Friday, October 2, 2009

Baci Baci

It is a strong misconception that Italians kiss everyone they meet on both cheeks. We think it is their custom. My experience is that an Italian will not unless they know you and have some sort of relationship with you. Most Italians do not actually put their lips to your cheek unless you are dear to them and/or they trust you. They kiss the air and cheeks never touch let alone lips on the cheek.

This story is told specifically about a man who has become my friend…ever so slowly. Our friendship has been developing for about a year and it has had some very clear and definite stages. The way this friendship has progressed is indicative of how most friendships go between Americans and the Italians, I think. They grow slowly, take firm root, and blossom into a mighty oak that will endure into the ages.

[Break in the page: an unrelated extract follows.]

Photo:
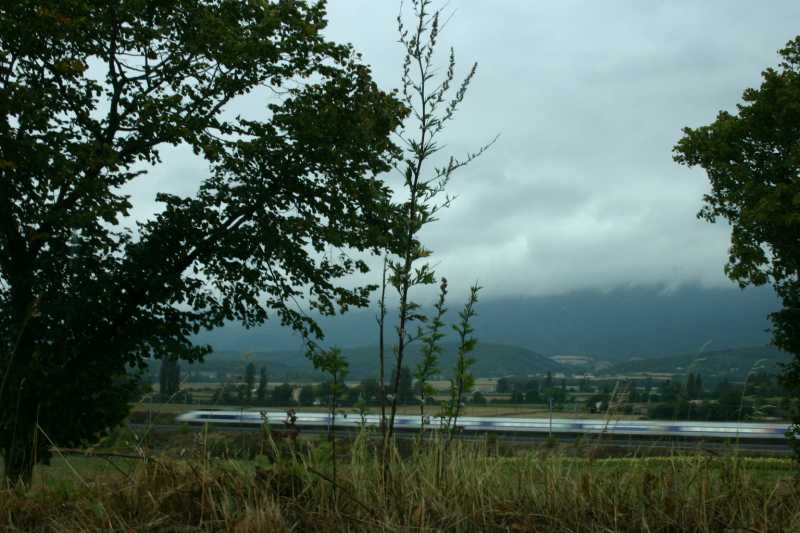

Antonio is probably in his early 50s. I have never asked. I don’t want to offend. He is a small man, perhaps 5’4” tall, slim, dark olive skin. He is always immaculately dressed; his outfit always finished with a sport coat. His voice is a deep bass, smooth like viscous oil that flows around and envelopes you. Antonio and I see each other every day in the parking garage as we are coming to work and as we are leaving work. We are both creatures of habit and park in the same spot every day. We arrive at about the same time & we depart at about the same time.

Stage 1: Staring. Yes, I did say staring. Neapolitans are famous for this. They are very curious about things and look…intensely. I never know what to do when I am faced with the staring so I just smile which is usually met with a stern look. This stage may never end. Frankly, it gets old.

Stage 2: Acknowledgement. You can expect a head nod, no smile. That’s it. This stage can last several weeks or even months. If you get this far, you are getting somewhere.

Stage 3: A word. Out of the blue your paths will cross and you will expect a head nod (without a smile) but instead you will be graced with a Buon Giorno AND a head nod. Honestly, when I hit this stage with Antonio I really felt I had made some progress.

Stage 4: A Helping Hand. Daily I walk to my car burdened with some box or bag. I knew my friendship with Antonio had taken a new step when he grabbed my box from me and carried it to my car admonishing me the whole way about us Americans and all the bags and boxes we carry. "Why do we need so much stuff?" When I opened my trunk exposing two old rickety beach chairs, he laughed. I couldn’t understand why so I asked what was so funny. He said that I am so typical American. We ALL have beach chairs in the backs of our cars. I laughed to and then I wondered…do we? Every time we see each other since that moment there is comfortable discourse about jobs or life or his wonderful vacation with his family on the Island of Ischia. We have been building a foundation of friendship and trust.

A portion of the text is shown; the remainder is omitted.